Suppose you have an array of \( n \) real numbers (or other totally ordered values that you can compare but not treat as small integers). You want to answer queries that specify a contiguous subarray and return the sorted sequence of values within that subarray. Without any preprocessing you could query a subarray of length \( k \) in time \( O(k\log k) \), by pulling out the subarray and then comparison sorting it. With preprocessing, how much better can we do?

The obvious answer would be to sort the input, and replace each real number by an integer, its position in the sorted sequence. Doing this would allow us to use integer sorting algorithms to handle each query. This works particularly well for long queries (longer than \( n^{\epsilon} \) for some \( \epsilon\gt 0 \)), because then you can use radix sort to answer the query in linear time. But it is still somewhat problematic for shorter queries, where we don't have time to set up and then take down the big arrays used by radix sort, and where other integer sorting algorithms are both less practical than radix sort and slower than linear time.

So here's a trick that works better. For each \( i \) from \( 1 \) to \( \log^* n \), divide the array into sub-arrays of size \( 2^{2^i} \). Sort these subarrays (by merging the smaller subarrays from the next smaller value of \( i \)) and, for each element, write down its position in the sorted subarray; this is a \( 2^i \)-bit binary number. Then, for each element of the whole big array, write down one number, the concatenation of these numbers for all the subarrays. (It works best if the bigger subarrays get more-significant bits of the concatenation.) That way, each of the original inputs gets an index number that is still only \( O(\log n) \) bits long. By doing the recursive array partition top-down instead of bottom-up you can make the number of bits at most \( 2\log n \), and by using a larger base than 2 you can make it at most \( (1+\epsilon)\log n \) for any \( \epsilon\gt 0 \).

Then, to handle any query subarray of length \( k \), decompose the query into at most two of the subarrays of the recursive decomposition above that are both of length \( O(k^2) \). Mask off the higher order bits of the index numbers within those subarrays so that the remaining number of bits is \( O(\log k) \), small enough that radix sort can be used to sort these numbers in linear time. Merge the two sorted subarrays to give the answer to the query.
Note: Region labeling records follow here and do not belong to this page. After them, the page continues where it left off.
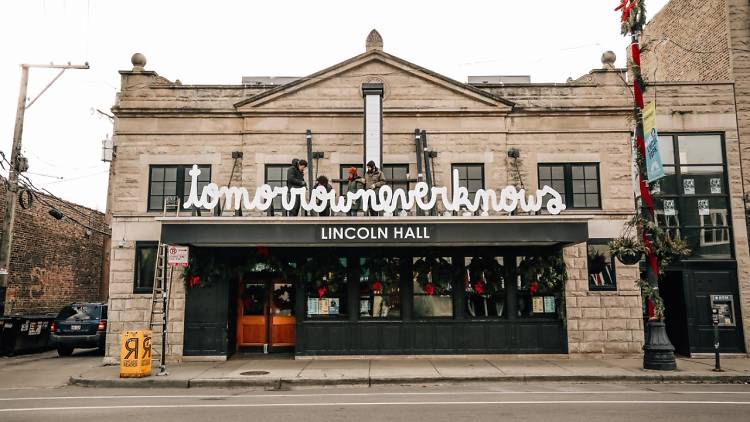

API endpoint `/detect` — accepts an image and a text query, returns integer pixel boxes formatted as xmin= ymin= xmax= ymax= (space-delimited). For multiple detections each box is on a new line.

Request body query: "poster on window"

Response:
xmin=318 ymin=299 xmax=329 ymax=315
xmin=698 ymin=199 xmax=710 ymax=215
xmin=682 ymin=179 xmax=695 ymax=195
xmin=651 ymin=182 xmax=661 ymax=195
xmin=328 ymin=297 xmax=339 ymax=315
xmin=544 ymin=296 xmax=555 ymax=314
xmin=708 ymin=177 xmax=721 ymax=194
xmin=664 ymin=199 xmax=677 ymax=215
xmin=531 ymin=296 xmax=544 ymax=314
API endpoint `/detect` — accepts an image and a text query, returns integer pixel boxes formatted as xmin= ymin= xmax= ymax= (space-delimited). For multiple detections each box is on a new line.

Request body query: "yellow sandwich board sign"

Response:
xmin=120 ymin=330 xmax=151 ymax=378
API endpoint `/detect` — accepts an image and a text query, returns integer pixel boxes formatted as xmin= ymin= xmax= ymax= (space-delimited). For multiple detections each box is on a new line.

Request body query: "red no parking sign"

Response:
xmin=167 ymin=245 xmax=189 ymax=267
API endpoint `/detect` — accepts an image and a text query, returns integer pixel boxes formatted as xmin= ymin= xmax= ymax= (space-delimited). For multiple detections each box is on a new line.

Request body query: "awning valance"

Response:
xmin=159 ymin=216 xmax=588 ymax=247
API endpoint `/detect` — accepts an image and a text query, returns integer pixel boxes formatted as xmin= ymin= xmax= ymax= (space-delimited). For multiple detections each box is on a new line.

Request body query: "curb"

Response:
xmin=68 ymin=376 xmax=190 ymax=388
xmin=68 ymin=374 xmax=750 ymax=389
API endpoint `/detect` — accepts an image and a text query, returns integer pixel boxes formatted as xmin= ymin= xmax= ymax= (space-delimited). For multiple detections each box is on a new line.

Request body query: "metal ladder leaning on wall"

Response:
xmin=148 ymin=198 xmax=180 ymax=375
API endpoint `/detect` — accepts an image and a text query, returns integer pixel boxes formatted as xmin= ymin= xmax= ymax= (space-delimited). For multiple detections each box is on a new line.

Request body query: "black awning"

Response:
xmin=160 ymin=216 xmax=588 ymax=247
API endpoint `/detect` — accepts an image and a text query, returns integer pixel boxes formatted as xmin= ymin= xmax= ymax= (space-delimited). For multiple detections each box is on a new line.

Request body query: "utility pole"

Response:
xmin=0 ymin=63 xmax=89 ymax=303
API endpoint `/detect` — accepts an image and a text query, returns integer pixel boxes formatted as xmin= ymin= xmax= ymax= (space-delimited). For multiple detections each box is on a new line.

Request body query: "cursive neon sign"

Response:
xmin=183 ymin=164 xmax=565 ymax=215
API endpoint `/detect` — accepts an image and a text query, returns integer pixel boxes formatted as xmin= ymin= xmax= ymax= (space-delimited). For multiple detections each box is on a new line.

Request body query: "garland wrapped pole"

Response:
xmin=615 ymin=0 xmax=677 ymax=370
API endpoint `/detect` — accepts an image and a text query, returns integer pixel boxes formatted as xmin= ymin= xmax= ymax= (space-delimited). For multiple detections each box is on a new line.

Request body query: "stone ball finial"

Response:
xmin=365 ymin=29 xmax=383 ymax=51
xmin=602 ymin=50 xmax=617 ymax=69
xmin=130 ymin=53 xmax=146 ymax=70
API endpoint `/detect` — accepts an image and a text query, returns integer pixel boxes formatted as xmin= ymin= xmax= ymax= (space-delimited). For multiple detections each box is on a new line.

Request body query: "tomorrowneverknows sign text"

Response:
xmin=183 ymin=164 xmax=565 ymax=215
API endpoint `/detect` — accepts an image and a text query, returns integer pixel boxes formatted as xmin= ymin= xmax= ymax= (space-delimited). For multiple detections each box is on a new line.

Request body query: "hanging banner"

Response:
xmin=643 ymin=101 xmax=664 ymax=183
xmin=630 ymin=137 xmax=641 ymax=198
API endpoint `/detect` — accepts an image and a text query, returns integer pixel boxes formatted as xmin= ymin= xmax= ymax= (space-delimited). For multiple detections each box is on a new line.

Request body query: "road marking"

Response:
xmin=0 ymin=390 xmax=750 ymax=402
xmin=0 ymin=400 xmax=750 ymax=413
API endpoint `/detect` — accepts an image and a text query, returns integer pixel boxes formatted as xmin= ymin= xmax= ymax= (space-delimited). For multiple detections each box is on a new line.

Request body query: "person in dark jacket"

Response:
xmin=359 ymin=160 xmax=385 ymax=215
xmin=346 ymin=167 xmax=365 ymax=216
xmin=286 ymin=158 xmax=307 ymax=217
xmin=315 ymin=176 xmax=333 ymax=217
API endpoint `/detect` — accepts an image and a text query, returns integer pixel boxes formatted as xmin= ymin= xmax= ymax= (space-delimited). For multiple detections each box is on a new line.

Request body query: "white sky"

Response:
xmin=0 ymin=0 xmax=667 ymax=210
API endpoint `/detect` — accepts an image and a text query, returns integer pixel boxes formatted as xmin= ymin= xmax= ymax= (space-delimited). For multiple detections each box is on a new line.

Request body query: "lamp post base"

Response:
xmin=643 ymin=321 xmax=677 ymax=371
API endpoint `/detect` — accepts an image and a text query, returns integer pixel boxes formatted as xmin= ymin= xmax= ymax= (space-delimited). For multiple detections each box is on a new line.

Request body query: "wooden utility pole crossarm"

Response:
xmin=0 ymin=63 xmax=89 ymax=296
The time to preprocess the input is \( O(n\log n) \), unsurprising since we have to comparison sort somewhere. But the space for the resulting data structure is only \( O(n) \), and it allows sorted-subarray queries in time linear in the length of the subarray.

### Comments:

**itman**:

**2016-07-14T03:07:24Z**

Clever. From the practical perspective, however, you can use radix sort on floats. It will probably slower, though, compared to the radix sort on ordinal numbers. And in some sense we would treat floats as small numbers, b/c the cost of the radix sort depends on the size of the float (so there is a logarithmic constant anyways). But it might be faster in practice than quick sort.

**11011110**:

**2016-07-14T03:45:15Z**

In the actual application I had in mind for this (though it won't end up going in because it complicates things without actually making a difference to the final result) the numbers to be sorted are not floats, but rationals.

In some architectures floats have the same sort order as integers of the same size, so you can just use integer sorting algorithms on them directly. But even when they don't, as you say it's not hard to adapt the algorithms.

**itman**:

**2016-07-14T03:54:57Z**

ohh, rationals is a different thing.